Was I a stronger candidate the second year? Of course. I had more teaching, more developed letters of rec, and more publications. I also went in for some consulting help on my cover letter. I had also networked like crazy that second year (I know that this was a factor in at least some of the searches). My application package and *me* as a candidate were much stronger.

I came from an un-ranked Canadian university, though. I think it's just nearly impossible to get a job ABD these days, especially from outside the Leiteriffic top 10. You should defend before your application deadline, which means October. There's no "timing" things. I just think that you have your best shot with degree in hand. It just doesn't matter if your letter writers are saying "she'll definitely defend in March and we have no doubt that she'll pass her examination." ABDs are risks in ways that PhDs aren't.


Marcus and Rachel-

Many thanks. This post is helpful. Marcus, your first suggestion seems reasonable. In fact, this is exactly what I am doing right now at the suggestion of my placement officers (both of whom are on my committee). However, I suspect my experience will be similar to Rachel's (I am coming from an unranked Canadian school too!).

Even if it is the case that it is highly unlikely that one will get hired while ABD, it still might be a good idea to go on the market while ABD. Let me explain. My research does not fit nicely into a standard research area (it spans philosophy of psychology, metaphysics, philosophy of mind, and epistemology), and I have a couple of 'side projects'. Being on the market this year has helped me think about how to explain my main research project, and which 'side projects' to leave out. I attended the E-APA and attended lots of talks, meet some folks, and finished a draft of a paper. I would not have done that were I not on the market. If I am on the market next year, I already have a dossier that I can polish rather than putting it together from scratch. So I think being on the market this year is beneficial for me even if I don't get a job.

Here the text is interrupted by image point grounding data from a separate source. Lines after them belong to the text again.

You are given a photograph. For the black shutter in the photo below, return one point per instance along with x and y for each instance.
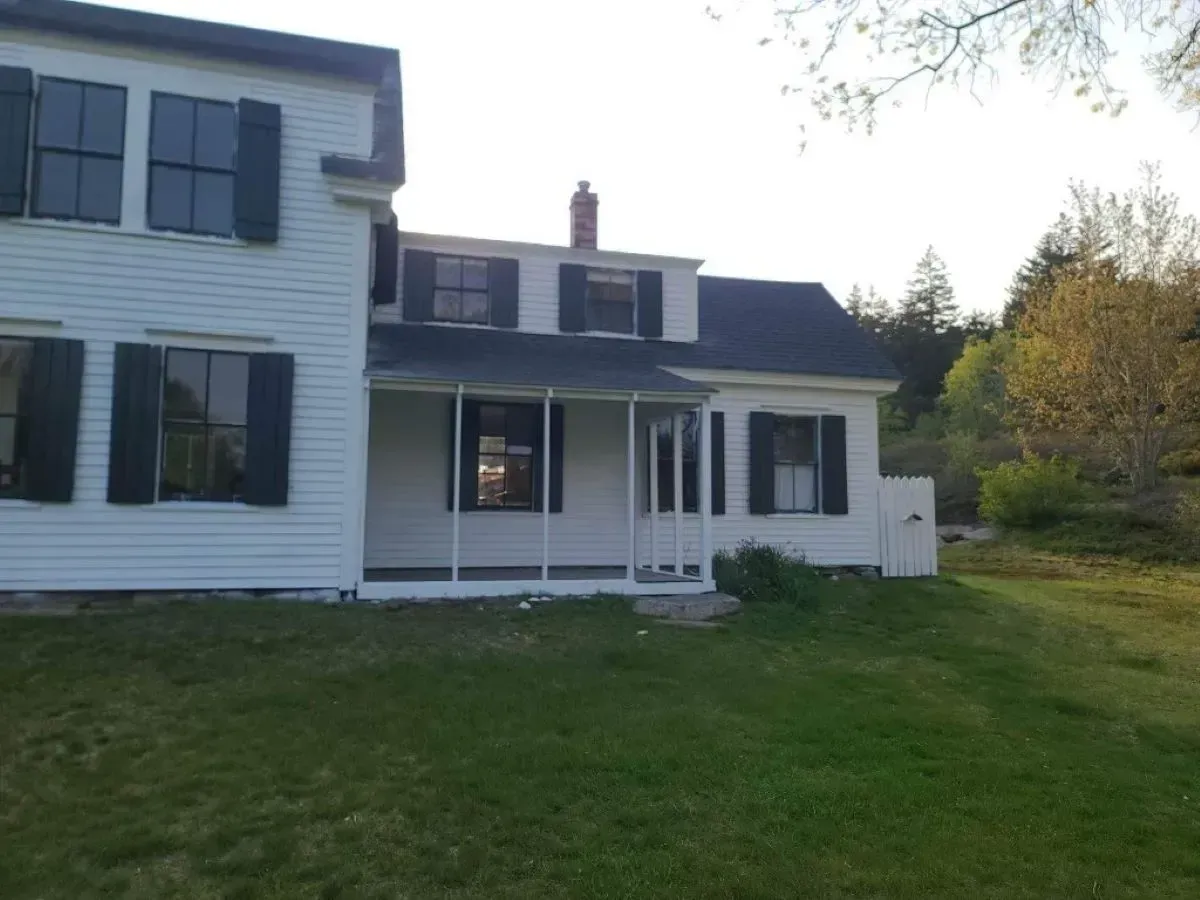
(649, 304)
(257, 183)
(504, 292)
(556, 457)
(16, 105)
(834, 499)
(468, 467)
(55, 381)
(269, 429)
(133, 433)
(762, 463)
(383, 288)
(718, 460)
(573, 292)
(418, 294)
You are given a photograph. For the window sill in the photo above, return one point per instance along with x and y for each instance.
(97, 228)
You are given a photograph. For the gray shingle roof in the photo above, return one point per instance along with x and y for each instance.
(748, 325)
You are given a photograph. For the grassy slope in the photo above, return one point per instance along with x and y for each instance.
(994, 735)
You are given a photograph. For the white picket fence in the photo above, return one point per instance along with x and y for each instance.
(907, 533)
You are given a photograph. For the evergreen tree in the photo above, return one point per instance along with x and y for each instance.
(928, 304)
(1037, 275)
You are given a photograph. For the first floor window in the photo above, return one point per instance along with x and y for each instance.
(204, 425)
(460, 291)
(508, 436)
(796, 441)
(610, 301)
(15, 414)
(192, 154)
(666, 463)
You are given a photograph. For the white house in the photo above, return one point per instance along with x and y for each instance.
(223, 367)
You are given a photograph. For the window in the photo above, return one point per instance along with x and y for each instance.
(610, 301)
(508, 436)
(192, 153)
(204, 425)
(796, 441)
(15, 361)
(79, 149)
(460, 291)
(666, 465)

(Also, sorry about the typo in my previous comment.)

Marcus Arvan

jmugg: glad to hear you found the post helpful. Sounds to me like you're doing exactly the right thing.

Rachel: fair enough, but a couple of thoughts. First, I had numerous interviews while ABD, and have known many others who have as well -- as well as people who got TT jobs ABD as well. Second, even if you're right, what you say is perfectly consistent with the advice I offered in the post, which is to (A) give yourself one year on the market ABD, defend, and then (B) give yourself another year on the market with degree in hand.


I would definitely recommend going on the market ABD. It is likely to be a strength in at least some places. Here's an anecdote, for what it's worth: I got the TT job that I started last semester ABD, as did the other two recent hires in my department (hired for the 2012-2013 and 2013-2014 years respectively, although one of them postponed taking up his job for a year in order to take a postdoc).


Oh, I absolutely wasn't saying "Don't go on the market ABD." I'm just saying that one is likely to have drastically better chances with degree in hand. I still think everything you've said, and in response to my comment, is consistent with the advice to defend sometime in October, so that one can be on the market with degree in hand (since October gives time for revisions and to make things official).

Holding out for Health Insurance

One thing that would be extremely helpful is if hiring committees would recognize that department/university policies regarding what resources they can and will offer to graduate students who have already defended varies widely. I know in some departments you can defend in early fall and still maintain student status (and student benefits) for the remainder of the academic year. Other departments, mine included, end benefits (library and gym access, health insurance coverage, etc) almost immediately after you submit your defense paperwork, and the paperwork itself expires if it isn't submitted in a timely manner (i.e. you can't just defend and then hold on to the forms for months). I had to make a choice this year between going on the market ABD or going on the market without health insurance. I would hope that seach committees are aware that many candidates have to make this choice.